DEV Community

Sylvester Henrique
Sylvester Henrique

Posted on

Observability with ASP.NET Core using OpenTelemetry, Prometheus and Grafana

It is crucial to understand an application's behavior, either to analyze specific events to find errors, monitor the application's performance, or track activities in a distributed system. Observability is the capability of an application to do that, through logs, metrics, and tracing.

In this article I’ll be talking about metrics, how important and powerful they can be, and showing how they can be used, showing its usage in a real scenario. For that, we will be configuring an ASP NET Core application to generate metrics and set up Prometheus and Grafana to collect and visualize the metrics.

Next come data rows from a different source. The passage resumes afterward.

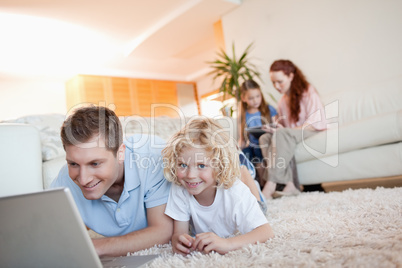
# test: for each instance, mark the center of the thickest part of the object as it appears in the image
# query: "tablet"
(258, 131)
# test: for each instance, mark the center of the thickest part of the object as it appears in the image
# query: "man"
(118, 196)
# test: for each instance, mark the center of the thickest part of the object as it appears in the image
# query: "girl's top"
(233, 210)
(254, 120)
(311, 110)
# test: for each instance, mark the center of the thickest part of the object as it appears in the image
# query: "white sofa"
(364, 141)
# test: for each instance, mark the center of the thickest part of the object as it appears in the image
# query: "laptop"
(45, 229)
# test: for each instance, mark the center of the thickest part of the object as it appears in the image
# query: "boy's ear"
(121, 152)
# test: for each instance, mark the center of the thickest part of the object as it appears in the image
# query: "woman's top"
(311, 111)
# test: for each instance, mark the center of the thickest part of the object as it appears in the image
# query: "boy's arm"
(208, 242)
(181, 240)
(159, 231)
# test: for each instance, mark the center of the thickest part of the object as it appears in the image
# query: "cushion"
(49, 131)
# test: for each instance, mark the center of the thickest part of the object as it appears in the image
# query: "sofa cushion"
(359, 102)
(20, 158)
(368, 132)
(373, 162)
(49, 131)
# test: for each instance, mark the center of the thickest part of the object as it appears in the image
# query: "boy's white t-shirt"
(233, 210)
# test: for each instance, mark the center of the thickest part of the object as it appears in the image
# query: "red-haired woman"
(301, 114)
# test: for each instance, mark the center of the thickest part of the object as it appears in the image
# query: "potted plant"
(233, 72)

Metrics are the application's telemetry data over time. For example, the number of requests of an API, the number of errors, and the latency of the request. It is essential to collect that data and monitor it, for example, to react to application degradation incidents or understand the application behavior to implement performance improvements.

Creating an API

The first step here is to create an API using ASP NET Core. I made an API for a fictitious sporting goods store called ShopSports. It has an /api/Products endpoint that returns a list of products, containing the name, price and availability. This API needs to communicate with two external services, one for retrieving the prices of the products, and another to get the procuts's availability.

To simulate a real-use scenario, this API generates random delays during the products query to the database in the ProductRepository, and delays when retrieving data in PriceService and InventoryService. This is the products API implementation:

public async Task<IActionResult> GetAsync()
{
    var products = await _productRepository.GetAsync();
    var fillPricesTask = _priceService.FillPricesAsync(products);
    var fillAvailabilityTask = _inventoryService.FillAvailabilityAsync(products);
    await Task.WhenAll(fillPricesTask, fillAvailabilityTask);
    return Ok(products);
}
Enter fullscreen mode Exit fullscreen mode

Open Telemetry

The next step is to configure the application to generate metrics. Open Telemetry will be used for that, which is an open-source platform for observability, it is technology agnostic, supports logs, metrics and distributed tracings. ASP NET Core has its Open Telemetry implementation, we add it by installing the following packages:

OpenTelemetry.Instrumentation.AspNetCore
OpenTelemetry.Extensions.Hosting
OpenTelemetry.Exporter.Console
Enter fullscreen mode Exit fullscreen mode

After installing, we add the following configuration to the dependency injection container configuration:

var openTelemetryBuilder = builder.Services.AddOpenTelemetry();

openTelemetryBuilder.ConfigureResource(resource => resource
    .AddService(builder.Environment.ApplicationName));

openTelemetryBuilder.WithMetrics(metrics => metrics
    .AddAspNetCoreInstrumentation()
    .AddConsoleExporter());
Enter fullscreen mode Exit fullscreen mode

This configuration adds some metrics by default. We will be looking at the one called http.server.request.duration. As the name suggests, this metric measures the request duration in seconds.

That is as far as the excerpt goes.